THE MORAL TO THE TALE.

Yesterday I posted an astonishingly brilliant article on quackery – the quacks sitting behind the closed doors among board of directors, head of departments, medical in-charges, medical superintendents with glazed glasses and spectacles oh about spectacles they only make them look more sober ( or superior over laymen ) and tight muzzles… The following is a short summary a sort of conclusion…

 

About the book – QUACKS and GRAFTERS
By EX-OSTEOPATH  printed in 1908 authored by G. Strohbach, M.D.

Published in the Year 1908 by
The Cincinnati Medical Book Company
Cincinnati, Ohio.


THE MORAL TO THE TALE.

Honesty—Plain Dealing—Education. (Of which you’ll find nothing with quacks and quackery)

But I must close. I could multiply incidents, but it would grow monotonous. I believe I have told enough that is disgusting to the intelligent laity and medical men, and enough that is humiliating to the capable, honest Osteopath, who practices his “new science” as standing for all that is good in physio-therapy.

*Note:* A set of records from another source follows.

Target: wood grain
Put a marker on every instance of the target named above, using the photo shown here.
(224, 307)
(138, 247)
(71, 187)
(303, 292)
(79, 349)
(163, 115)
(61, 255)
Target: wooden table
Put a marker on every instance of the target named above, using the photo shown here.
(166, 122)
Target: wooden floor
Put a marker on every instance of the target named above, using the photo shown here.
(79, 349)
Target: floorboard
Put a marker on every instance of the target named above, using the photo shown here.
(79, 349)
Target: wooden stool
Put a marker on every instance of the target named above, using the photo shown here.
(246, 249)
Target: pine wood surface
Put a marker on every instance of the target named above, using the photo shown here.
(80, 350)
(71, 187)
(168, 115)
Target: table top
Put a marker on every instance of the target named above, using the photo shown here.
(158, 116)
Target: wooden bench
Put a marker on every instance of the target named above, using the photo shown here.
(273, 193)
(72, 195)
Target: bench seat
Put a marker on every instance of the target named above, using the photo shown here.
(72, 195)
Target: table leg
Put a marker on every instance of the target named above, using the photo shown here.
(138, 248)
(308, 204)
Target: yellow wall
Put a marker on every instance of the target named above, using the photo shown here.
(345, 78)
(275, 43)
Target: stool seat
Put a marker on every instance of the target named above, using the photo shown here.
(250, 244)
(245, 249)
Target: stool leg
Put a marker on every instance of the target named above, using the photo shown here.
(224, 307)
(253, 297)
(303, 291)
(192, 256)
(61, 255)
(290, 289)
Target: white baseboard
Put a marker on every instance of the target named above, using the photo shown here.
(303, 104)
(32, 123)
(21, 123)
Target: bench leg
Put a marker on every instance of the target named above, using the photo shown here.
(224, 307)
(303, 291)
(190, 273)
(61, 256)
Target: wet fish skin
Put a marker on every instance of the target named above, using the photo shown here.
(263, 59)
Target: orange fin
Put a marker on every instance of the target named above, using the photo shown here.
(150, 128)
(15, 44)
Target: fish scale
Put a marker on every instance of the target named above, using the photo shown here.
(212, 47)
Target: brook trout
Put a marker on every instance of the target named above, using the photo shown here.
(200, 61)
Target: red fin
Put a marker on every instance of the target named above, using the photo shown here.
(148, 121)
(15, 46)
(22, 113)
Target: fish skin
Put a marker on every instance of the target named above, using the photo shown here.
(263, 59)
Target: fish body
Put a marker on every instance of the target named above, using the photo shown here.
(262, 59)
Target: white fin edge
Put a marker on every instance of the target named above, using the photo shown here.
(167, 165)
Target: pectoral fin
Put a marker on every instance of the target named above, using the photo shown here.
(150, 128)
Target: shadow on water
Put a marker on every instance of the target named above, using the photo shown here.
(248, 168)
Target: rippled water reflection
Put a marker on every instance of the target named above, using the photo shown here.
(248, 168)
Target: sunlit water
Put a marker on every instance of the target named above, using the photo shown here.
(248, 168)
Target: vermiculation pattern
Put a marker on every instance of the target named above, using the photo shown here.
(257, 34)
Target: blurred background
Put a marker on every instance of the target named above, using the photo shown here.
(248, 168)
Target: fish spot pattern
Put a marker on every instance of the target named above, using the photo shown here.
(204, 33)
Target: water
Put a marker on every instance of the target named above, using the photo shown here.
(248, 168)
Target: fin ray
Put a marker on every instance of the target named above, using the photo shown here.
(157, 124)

I hope I have told, or recalled, something that will help physicians to see that the way to clear up the turbidity existing in therapeutics to-day is by open, honest dealing with the laity, and by a campaign of education that shall impart to them enough of the scientific principles of medicine so that they may know when they are being imposed upon by quacks and grafters. I am encouraged to believe I am on the right track. After I had written this booklet I read, in a report of the convention of the American Medical Association held in Chicago, that one of the leaders of the Association told his brethren that the most important work before them as physicians was to conduct a campaign of education for the masses. It must be done not only to protect the people, but as well to protect the honest physician.

There is another fact that faces the medical profession, and I believe I have called attention to conditions that prove it. That is, that the hope of the profession of “doctoring” being placed on an honest rational basis lies in a broader and more thorough education of the physician. A broad, liberal general education to begin with, then all that can be known about medicine and surgery. Is that enough? No. Then all that there is in physio-therapy, under whatsoever name, that promises to aid in curing or preventing disease.
If this humble production aids but a little in any of this great work, then my object in writing will have been achieved.